Localization of ring of continuous functions at an element

Question

Let $X$ be a topological space. Let $D_f= \left\{ x\in X:f(x)\neq 0 \right\}$. Let $\mathcal O_X$ be the sheaf of continuous functions on $X$. Is it true that $\mathcal O_X(D_f)= \left\{ \frac g{f^n}:g\in \mathcal O_X(X) \right\}$? With polynomials it seems easier to prove because the zeros are isolated...

Answer 1

You want to see whether it works like for principal open subsets of affine varieties. Unfortunately no. The continuous ( even smooth) functions are not that rigid, in the sense that the rate of decrease around a zero of a continuous function cannot be measured only with natural numbers ( like the order of a zero...).
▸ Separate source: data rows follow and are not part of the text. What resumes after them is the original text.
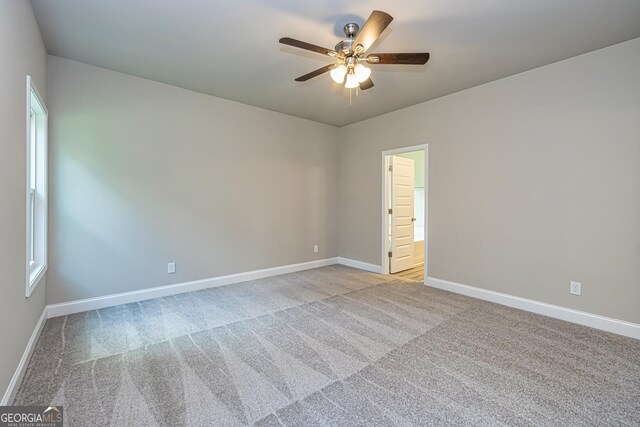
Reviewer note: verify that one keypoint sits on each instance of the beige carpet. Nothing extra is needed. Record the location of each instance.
(331, 346)
(415, 273)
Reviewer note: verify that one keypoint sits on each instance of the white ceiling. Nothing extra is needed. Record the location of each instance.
(230, 49)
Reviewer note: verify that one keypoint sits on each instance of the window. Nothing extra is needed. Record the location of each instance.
(36, 144)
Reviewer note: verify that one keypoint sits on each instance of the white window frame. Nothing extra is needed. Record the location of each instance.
(36, 201)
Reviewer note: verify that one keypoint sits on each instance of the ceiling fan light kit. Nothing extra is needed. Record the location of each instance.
(350, 52)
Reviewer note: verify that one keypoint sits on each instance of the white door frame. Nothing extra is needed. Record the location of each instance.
(385, 202)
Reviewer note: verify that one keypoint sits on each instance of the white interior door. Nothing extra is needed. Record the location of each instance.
(402, 246)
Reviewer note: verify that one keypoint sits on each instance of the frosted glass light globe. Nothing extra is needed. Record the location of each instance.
(338, 73)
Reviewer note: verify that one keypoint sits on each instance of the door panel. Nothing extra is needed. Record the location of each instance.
(402, 182)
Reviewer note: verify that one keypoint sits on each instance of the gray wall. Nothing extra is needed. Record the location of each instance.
(143, 173)
(534, 180)
(21, 53)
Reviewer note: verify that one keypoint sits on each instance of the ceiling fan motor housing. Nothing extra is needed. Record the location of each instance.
(350, 30)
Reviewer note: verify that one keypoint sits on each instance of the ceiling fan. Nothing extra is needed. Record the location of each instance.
(351, 51)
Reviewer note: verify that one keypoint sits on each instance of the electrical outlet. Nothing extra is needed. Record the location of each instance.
(575, 288)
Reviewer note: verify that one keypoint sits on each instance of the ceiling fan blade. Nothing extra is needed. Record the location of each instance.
(307, 46)
(316, 73)
(367, 84)
(372, 29)
(399, 58)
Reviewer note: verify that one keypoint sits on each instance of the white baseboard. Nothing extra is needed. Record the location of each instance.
(361, 265)
(12, 389)
(78, 306)
(596, 321)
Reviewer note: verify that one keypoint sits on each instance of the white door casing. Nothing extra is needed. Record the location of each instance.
(402, 201)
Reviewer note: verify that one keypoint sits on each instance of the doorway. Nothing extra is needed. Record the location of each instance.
(404, 209)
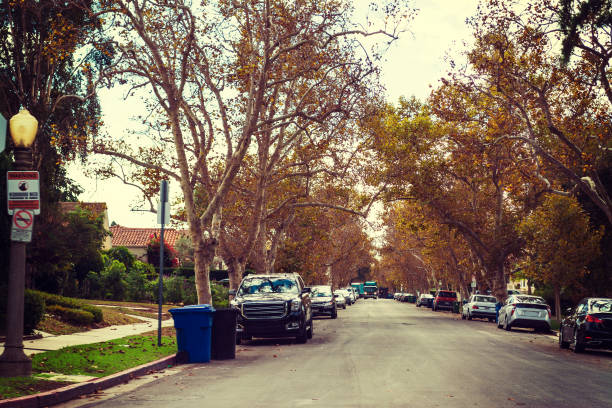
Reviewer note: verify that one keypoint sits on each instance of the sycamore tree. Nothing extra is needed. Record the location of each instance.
(49, 55)
(447, 164)
(325, 245)
(214, 76)
(559, 244)
(563, 112)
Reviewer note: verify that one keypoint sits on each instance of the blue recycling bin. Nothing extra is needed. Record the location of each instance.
(193, 331)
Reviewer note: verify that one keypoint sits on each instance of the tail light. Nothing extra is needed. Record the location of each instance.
(593, 319)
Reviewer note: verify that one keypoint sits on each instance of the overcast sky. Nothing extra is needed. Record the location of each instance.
(413, 63)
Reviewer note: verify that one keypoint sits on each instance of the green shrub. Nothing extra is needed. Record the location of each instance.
(220, 296)
(173, 289)
(113, 279)
(33, 310)
(123, 255)
(136, 285)
(76, 316)
(71, 303)
(95, 311)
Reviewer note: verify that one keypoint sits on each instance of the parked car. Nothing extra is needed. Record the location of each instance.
(273, 305)
(524, 311)
(353, 293)
(424, 299)
(444, 299)
(323, 301)
(481, 306)
(340, 299)
(588, 325)
(345, 293)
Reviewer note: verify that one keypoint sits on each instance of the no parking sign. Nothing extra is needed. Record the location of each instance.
(22, 225)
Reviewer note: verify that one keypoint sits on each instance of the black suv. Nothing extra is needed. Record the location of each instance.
(273, 305)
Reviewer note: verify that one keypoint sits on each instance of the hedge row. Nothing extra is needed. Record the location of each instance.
(33, 308)
(76, 316)
(71, 303)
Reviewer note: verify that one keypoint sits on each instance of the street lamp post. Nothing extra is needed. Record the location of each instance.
(13, 361)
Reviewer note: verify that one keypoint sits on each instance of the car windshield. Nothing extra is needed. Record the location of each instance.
(601, 306)
(267, 285)
(487, 299)
(530, 299)
(321, 292)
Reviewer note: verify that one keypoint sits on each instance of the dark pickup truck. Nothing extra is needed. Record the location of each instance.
(274, 305)
(444, 299)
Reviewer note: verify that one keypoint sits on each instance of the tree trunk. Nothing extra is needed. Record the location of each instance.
(499, 288)
(557, 290)
(203, 257)
(235, 272)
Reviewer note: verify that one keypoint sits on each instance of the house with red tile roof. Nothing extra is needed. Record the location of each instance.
(96, 209)
(136, 239)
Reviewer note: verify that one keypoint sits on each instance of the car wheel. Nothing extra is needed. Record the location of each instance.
(562, 342)
(577, 345)
(302, 337)
(507, 325)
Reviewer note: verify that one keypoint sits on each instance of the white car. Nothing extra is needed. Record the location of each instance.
(481, 306)
(352, 293)
(340, 299)
(524, 311)
(347, 296)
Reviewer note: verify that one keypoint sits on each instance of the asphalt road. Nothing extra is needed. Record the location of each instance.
(381, 353)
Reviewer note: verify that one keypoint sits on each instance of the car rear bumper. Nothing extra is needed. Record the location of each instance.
(322, 310)
(597, 339)
(530, 323)
(288, 326)
(483, 314)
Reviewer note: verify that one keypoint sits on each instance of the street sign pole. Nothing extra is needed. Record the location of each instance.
(163, 192)
(3, 132)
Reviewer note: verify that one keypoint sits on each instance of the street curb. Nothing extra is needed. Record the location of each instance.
(57, 396)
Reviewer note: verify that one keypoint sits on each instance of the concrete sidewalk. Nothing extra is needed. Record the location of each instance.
(53, 342)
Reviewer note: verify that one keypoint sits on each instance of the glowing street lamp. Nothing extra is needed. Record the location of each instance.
(13, 361)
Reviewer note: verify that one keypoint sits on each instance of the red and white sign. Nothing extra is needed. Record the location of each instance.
(23, 191)
(23, 219)
(22, 226)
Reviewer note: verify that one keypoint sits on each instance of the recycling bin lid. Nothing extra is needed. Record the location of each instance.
(192, 308)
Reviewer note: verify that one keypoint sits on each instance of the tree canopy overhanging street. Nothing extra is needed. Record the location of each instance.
(271, 122)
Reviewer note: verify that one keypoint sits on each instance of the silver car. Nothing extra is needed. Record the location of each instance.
(481, 306)
(340, 299)
(524, 311)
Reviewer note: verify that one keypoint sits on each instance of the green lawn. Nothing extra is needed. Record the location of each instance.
(13, 387)
(102, 359)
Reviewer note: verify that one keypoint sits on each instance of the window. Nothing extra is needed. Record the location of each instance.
(601, 305)
(267, 285)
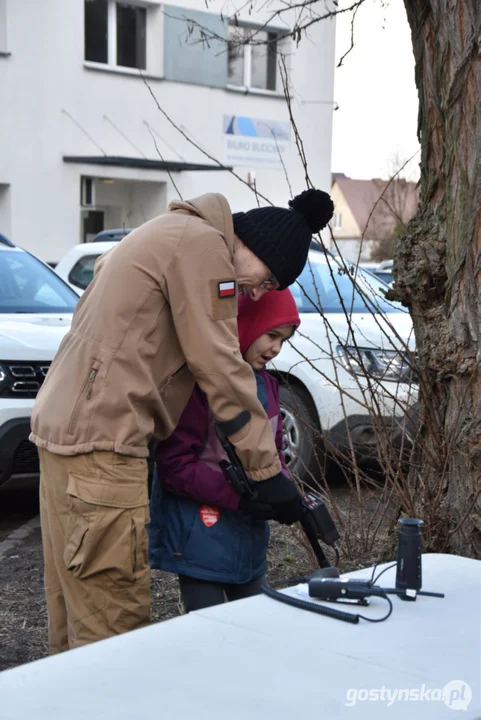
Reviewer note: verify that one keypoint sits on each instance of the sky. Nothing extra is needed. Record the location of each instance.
(375, 92)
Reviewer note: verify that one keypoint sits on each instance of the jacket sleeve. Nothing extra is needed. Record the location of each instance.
(179, 468)
(206, 325)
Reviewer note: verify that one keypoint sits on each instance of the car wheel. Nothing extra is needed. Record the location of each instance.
(300, 434)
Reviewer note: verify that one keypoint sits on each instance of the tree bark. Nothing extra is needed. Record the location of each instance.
(437, 273)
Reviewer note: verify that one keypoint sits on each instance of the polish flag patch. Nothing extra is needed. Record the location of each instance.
(226, 288)
(209, 515)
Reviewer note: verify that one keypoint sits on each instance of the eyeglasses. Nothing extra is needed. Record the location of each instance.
(270, 284)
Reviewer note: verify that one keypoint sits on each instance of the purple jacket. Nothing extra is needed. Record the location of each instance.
(188, 461)
(196, 528)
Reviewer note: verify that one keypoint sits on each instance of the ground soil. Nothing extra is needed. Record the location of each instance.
(23, 614)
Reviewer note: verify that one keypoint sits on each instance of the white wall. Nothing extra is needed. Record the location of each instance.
(46, 77)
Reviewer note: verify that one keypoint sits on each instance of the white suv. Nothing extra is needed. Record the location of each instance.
(350, 338)
(35, 313)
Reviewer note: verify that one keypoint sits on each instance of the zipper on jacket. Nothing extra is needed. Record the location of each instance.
(171, 377)
(88, 385)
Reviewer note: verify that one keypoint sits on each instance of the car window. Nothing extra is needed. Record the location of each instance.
(82, 272)
(28, 286)
(334, 287)
(385, 275)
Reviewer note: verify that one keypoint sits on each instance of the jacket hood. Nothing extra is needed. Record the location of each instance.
(212, 207)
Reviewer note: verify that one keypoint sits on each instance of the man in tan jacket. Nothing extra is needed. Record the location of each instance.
(159, 315)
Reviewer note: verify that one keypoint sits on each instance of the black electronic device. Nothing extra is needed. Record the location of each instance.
(408, 568)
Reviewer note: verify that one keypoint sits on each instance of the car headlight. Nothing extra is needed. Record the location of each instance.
(376, 362)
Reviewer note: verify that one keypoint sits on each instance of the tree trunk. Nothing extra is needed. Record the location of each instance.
(437, 273)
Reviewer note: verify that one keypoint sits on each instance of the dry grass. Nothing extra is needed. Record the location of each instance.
(23, 614)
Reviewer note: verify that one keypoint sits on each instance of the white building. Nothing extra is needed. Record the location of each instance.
(83, 145)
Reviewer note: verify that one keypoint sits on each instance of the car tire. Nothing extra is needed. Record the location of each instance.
(302, 444)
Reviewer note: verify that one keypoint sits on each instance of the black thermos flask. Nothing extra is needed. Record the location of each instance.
(408, 572)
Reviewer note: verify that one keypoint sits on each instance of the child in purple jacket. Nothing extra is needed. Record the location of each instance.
(197, 529)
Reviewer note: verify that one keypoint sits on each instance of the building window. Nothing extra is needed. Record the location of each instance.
(252, 65)
(115, 33)
(3, 26)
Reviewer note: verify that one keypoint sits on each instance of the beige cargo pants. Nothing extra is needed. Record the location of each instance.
(94, 511)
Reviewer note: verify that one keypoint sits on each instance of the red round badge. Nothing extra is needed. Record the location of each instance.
(209, 515)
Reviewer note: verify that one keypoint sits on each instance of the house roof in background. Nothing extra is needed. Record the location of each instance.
(142, 163)
(400, 200)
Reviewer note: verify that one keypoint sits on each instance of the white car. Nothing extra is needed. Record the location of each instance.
(351, 345)
(346, 372)
(35, 313)
(77, 267)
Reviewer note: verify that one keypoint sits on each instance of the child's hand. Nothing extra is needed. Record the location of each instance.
(281, 493)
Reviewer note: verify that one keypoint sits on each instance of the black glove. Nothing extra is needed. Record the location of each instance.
(258, 510)
(282, 495)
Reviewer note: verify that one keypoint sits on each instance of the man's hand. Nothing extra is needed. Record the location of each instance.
(282, 495)
(258, 510)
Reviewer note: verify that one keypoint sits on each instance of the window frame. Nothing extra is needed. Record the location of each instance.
(112, 45)
(3, 29)
(246, 49)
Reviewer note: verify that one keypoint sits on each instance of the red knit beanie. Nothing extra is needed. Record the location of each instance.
(273, 309)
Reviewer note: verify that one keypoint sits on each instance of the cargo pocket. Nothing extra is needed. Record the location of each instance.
(107, 532)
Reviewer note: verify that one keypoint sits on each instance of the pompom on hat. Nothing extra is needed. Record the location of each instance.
(281, 237)
(272, 310)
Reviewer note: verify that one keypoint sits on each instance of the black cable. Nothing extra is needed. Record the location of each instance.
(303, 605)
(287, 582)
(382, 572)
(364, 617)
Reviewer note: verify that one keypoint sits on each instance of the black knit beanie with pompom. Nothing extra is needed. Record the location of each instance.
(280, 237)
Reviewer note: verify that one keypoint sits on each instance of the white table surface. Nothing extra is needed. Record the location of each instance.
(258, 658)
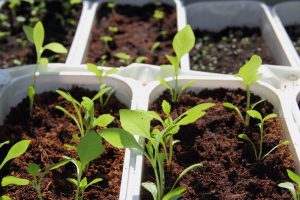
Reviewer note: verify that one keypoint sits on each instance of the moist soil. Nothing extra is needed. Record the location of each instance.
(294, 33)
(60, 22)
(51, 129)
(138, 30)
(230, 171)
(226, 51)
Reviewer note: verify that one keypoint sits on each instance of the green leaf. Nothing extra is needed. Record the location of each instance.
(183, 41)
(29, 33)
(72, 180)
(249, 72)
(38, 36)
(254, 114)
(174, 194)
(135, 122)
(56, 47)
(119, 138)
(166, 107)
(270, 116)
(151, 187)
(15, 151)
(290, 187)
(12, 180)
(33, 169)
(104, 120)
(90, 147)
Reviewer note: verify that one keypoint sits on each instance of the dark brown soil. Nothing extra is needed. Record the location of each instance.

Let's take the simplest case, $X=\mathbb{R}$. Consider a continuous function $f$ that has the only zero at $x=0$. What would it mean the fact you wondered about? "Every continuous function defined on $\mathbb{R} \backslash \{0\}$, multiplied by a sufficient large power of $f$, can be extended to a continuous function on $\mathbb{R}$." Can we prevent this from happening? Yes. Take $f$ that has a zero at $0$ with a very "low" order. Instead of decreasing like a power of $x$, make it decrease like a power of $ \frac{1}{\log |x|}$. Concretely, take $f(x) = \frac{1}{\log |x|}$ for $x\ne 0$ and $0$ at $x=0$. Moreover, take a function $g$ on $\mathbb{R} \backslash \{0\}$ that increases towards $0$ like $\frac{1}{x}$. Concretely, take $g(x) = \frac{1}{x}$. Now you will get your counterexample.

Similar counterexamples hold in the $C^{\infty}$ category. Say take $f(x) = x$ but now take $g$ so that $\frac{1}{g}$ has a zero of infinite order at $0$, like $\frac{1}{g}= e^{-1/x^2}$.

For analytic functions things are better if $f$ say has finitely many zeroes.